As a sibling post to Leadership, the other complex rule (at least in the basic rules of engagement) is suppression.
As any of the military guys can confirm, the advantage of a machine gun (or automatic rifle like the C2) is not in its actual rate of fire. For instance, the C9 (M249) actually has a lower rate of fire than the C7 (M16A2). In game terms we tend to juice the support weapons to make them more dangerous. The thing is, if you were to run into an enemy on the fly in a complex of twisting corridors, you would actually want the lighter rather than the heavier weapon. The advantage of a machine gun is its effective rate of fire and sustained rate of fire. Back in the days when some sods had bolt action rifles or semi-automatics, then the distinction between an ROF 1 weapon and ROF 2 could be easily supported. But the reality of modern warfare is that every soldier carries an automatic weapon.

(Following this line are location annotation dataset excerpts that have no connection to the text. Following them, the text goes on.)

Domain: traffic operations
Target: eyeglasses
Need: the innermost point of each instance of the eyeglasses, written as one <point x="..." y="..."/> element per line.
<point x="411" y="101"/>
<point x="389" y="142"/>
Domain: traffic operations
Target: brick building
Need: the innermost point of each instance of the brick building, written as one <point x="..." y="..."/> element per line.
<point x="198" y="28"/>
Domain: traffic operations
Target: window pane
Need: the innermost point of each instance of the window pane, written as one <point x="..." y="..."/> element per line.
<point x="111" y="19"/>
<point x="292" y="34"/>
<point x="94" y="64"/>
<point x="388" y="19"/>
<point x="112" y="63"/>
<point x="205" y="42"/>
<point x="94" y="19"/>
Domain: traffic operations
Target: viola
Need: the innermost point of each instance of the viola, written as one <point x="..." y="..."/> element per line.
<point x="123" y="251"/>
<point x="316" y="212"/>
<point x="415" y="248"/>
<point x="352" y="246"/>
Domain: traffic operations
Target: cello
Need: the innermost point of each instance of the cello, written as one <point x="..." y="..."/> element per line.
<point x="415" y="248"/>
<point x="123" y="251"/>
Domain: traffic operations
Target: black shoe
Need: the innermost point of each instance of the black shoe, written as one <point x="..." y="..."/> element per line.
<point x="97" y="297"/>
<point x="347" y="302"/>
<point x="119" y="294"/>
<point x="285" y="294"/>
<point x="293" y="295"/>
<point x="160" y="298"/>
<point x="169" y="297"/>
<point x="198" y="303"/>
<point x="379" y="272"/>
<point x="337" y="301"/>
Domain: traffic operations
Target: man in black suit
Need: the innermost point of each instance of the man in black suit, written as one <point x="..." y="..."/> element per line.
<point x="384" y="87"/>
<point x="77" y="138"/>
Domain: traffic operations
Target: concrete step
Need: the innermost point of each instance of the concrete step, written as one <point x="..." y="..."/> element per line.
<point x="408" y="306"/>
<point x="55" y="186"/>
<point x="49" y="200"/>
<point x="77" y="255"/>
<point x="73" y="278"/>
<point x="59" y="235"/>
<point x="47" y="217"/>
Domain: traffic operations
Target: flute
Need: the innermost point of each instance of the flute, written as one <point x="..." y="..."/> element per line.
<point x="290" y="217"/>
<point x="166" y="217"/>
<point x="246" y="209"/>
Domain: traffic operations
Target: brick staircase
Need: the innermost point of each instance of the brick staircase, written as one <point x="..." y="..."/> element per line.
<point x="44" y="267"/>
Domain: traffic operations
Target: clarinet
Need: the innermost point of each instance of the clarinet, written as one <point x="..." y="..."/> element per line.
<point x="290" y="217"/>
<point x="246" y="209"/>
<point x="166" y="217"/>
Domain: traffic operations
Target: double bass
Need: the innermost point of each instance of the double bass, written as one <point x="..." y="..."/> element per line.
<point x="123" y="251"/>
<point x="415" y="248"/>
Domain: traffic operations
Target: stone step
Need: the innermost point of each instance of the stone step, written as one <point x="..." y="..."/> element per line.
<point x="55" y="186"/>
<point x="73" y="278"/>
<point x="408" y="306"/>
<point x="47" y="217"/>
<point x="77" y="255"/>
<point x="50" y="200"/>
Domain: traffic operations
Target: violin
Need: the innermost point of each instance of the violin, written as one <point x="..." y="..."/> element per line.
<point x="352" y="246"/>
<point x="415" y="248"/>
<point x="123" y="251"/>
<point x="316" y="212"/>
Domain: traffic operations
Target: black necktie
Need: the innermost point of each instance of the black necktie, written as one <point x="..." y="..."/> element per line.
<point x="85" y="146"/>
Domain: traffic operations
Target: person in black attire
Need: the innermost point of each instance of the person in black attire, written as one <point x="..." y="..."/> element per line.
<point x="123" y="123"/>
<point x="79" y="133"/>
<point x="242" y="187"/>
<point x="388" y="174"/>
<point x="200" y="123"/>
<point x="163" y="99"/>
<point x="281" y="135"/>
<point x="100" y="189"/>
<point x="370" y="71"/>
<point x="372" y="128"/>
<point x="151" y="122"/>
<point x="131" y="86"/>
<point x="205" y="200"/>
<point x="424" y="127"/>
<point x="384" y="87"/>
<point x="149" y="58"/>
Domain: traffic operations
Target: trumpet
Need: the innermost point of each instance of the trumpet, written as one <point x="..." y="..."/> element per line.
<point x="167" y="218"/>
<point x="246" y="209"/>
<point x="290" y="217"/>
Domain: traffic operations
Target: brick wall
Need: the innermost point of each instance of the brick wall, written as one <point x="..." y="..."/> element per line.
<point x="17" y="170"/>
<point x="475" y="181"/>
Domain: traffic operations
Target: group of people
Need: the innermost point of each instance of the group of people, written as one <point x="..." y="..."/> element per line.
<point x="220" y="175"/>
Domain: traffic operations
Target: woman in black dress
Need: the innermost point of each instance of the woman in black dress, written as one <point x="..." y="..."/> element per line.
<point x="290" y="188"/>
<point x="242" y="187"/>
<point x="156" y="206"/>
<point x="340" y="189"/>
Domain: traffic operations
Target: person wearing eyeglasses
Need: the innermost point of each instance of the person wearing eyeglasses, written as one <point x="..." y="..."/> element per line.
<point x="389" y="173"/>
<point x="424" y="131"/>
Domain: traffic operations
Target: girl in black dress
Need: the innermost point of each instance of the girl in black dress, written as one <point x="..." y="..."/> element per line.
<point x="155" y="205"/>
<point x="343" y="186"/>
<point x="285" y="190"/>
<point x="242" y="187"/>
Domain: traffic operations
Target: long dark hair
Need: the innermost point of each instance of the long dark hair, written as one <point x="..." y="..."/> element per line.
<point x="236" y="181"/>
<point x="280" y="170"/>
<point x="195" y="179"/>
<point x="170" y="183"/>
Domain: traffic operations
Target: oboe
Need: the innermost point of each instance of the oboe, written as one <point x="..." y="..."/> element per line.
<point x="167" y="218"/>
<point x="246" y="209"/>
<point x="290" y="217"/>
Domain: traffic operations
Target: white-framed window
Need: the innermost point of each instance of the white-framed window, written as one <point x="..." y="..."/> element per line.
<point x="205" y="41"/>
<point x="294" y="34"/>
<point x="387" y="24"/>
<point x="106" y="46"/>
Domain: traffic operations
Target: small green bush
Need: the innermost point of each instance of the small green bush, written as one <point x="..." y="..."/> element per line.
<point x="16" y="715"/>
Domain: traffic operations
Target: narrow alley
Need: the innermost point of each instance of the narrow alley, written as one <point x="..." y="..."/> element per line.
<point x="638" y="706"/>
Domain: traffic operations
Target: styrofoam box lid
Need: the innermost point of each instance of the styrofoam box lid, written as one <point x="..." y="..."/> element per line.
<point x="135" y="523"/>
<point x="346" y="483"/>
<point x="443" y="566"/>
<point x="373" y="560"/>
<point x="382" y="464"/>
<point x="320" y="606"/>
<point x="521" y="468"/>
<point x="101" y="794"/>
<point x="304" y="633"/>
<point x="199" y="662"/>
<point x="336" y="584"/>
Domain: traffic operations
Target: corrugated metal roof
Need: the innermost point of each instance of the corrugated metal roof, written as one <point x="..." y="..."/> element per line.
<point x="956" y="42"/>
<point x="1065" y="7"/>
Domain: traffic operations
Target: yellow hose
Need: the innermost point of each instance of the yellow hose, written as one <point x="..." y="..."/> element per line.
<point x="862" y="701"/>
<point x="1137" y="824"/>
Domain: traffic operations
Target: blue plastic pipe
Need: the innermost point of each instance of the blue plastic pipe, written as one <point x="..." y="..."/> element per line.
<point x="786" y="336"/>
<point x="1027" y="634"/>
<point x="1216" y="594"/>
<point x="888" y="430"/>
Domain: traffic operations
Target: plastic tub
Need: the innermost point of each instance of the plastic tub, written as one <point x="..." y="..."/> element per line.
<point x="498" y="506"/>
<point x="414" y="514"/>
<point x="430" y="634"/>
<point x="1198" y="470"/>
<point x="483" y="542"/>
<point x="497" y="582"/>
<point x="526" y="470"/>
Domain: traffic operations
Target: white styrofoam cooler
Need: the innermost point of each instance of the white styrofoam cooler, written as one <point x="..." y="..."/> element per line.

My point is that the Heavy RAM Laser and Heavy Deadbolt Launcher are more than simply two weapons strapped together, and a C9 is not simply a C7 that kills twice as many bad guys. An infanteer turned engineer pointed out to me: automatic rifles are point weapons, machine guns attack an area. The 30 rounds a C2 had were simply insufficient to attack an area. A true machine gun with hundreds of rounds at the ready can lay down a spindle-shaped beaten zone, which is particularly effective in enfilade fire (attacking from the flank).
So here are some suggestions that I toss into the ring.
1) Machine gun type weapons will always autofire but with no penalty.
2) Machine gun weapons do not suppress a single row of square but rather multiple rows of squares, generally 3 or 5 wide.
3) Machine gun weapons can spread fire more effectively, only losing a die for each two or three squares between targets.
Setting aside machine guns, there are a couple of other mechanical questions.
I think we should dispense with the modifiers for the target and intervening squares.
The rules for blocked and unblocked suppression should be reworked to prevent various possible abuses.